# Name of classical melody - help



## MeJoho (Feb 14, 2012)

Hi I'm new here, and I didn't know where to place this thread so feel free to move it.

I use forums a lot, and the other day I couldn't remember the name if this melody

__
https://soundcloud.com/kaengurustylte%2Fplease-tell-me-which-melody
so I registred here, thinking that u guys would be able to help me.

I love classical music and I play piano myself. Please help me to find out the name of the melody is.


----------



## jhar26 (Jul 6, 2008)

MeJoho said:


> Hi I'm new here, and I didn't know where to place this thread so feel free to move it.
> 
> I use forums a lot, and the other day I couldn't remember the name if this melody
> 
> ...


"Eleanor Rigby" from the Beatles.


----------



## MeJoho (Feb 14, 2012)

Ye, I really know it sounds like 100% of that song. But it's not that one. 
It's like an cello, viola symphoni. please think more classical even though I'm no big help.


----------



## MeJoho (Feb 14, 2012)

Or you might be right, I actually don't know. Maybe if there's a classical version of it, I will appreciate if someone post it.


----------



## jhar26 (Jul 6, 2008)

MeJoho said:


> Ye, I really know it sounds like 100% of that song. But it's not that one.
> It's like an cello, viola symphoni. please think more classical even though I'm no big help.

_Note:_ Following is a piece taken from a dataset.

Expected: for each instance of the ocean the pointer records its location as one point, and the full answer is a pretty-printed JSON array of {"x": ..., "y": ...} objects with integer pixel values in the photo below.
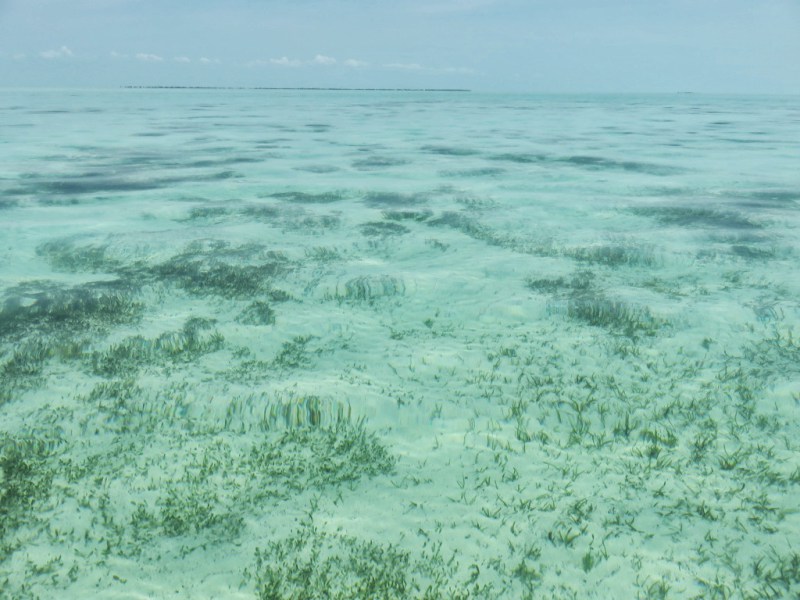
[{"x": 398, "y": 344}]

There's a strings only version on the second of the Beatles Anthology albums. That's probably the one you're thinking off.


----------



## Kopachris (May 31, 2010)

MeJoho said:


> Or you might be right, I actually don't know. Maybe if there's a classical version of it, I will appreciate if someone post it.

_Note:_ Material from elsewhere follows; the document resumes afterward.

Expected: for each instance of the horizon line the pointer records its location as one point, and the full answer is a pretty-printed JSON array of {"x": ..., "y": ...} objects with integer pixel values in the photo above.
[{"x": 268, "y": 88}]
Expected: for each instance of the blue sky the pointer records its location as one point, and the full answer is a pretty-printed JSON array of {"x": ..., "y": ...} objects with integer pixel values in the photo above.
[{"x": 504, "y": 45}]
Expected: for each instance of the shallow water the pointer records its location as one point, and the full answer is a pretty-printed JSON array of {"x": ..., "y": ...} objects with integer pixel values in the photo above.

Specifically, it's the lines _All the lonely people / Where do they all come from? / All the lonely people / Where do they all belong?_. The song has been covered numerous times--the London Symphony Orchestra did a great job (see below)--but that doesn't make it classical.


----------



## MeJoho (Feb 14, 2012)

Thank u both of you. 
It might have been the vid Kopachris linked. But I'm still not totally sure.

Okay I'm sure, it's not that one. It had no vocals.

Man I'm so confused. Sorry for the inconvenience.


----------



## Kopachris (May 31, 2010)

MeJoho said:


> Man I'm so confused. Sorry for the inconvenience.


Don't worry about it.


----------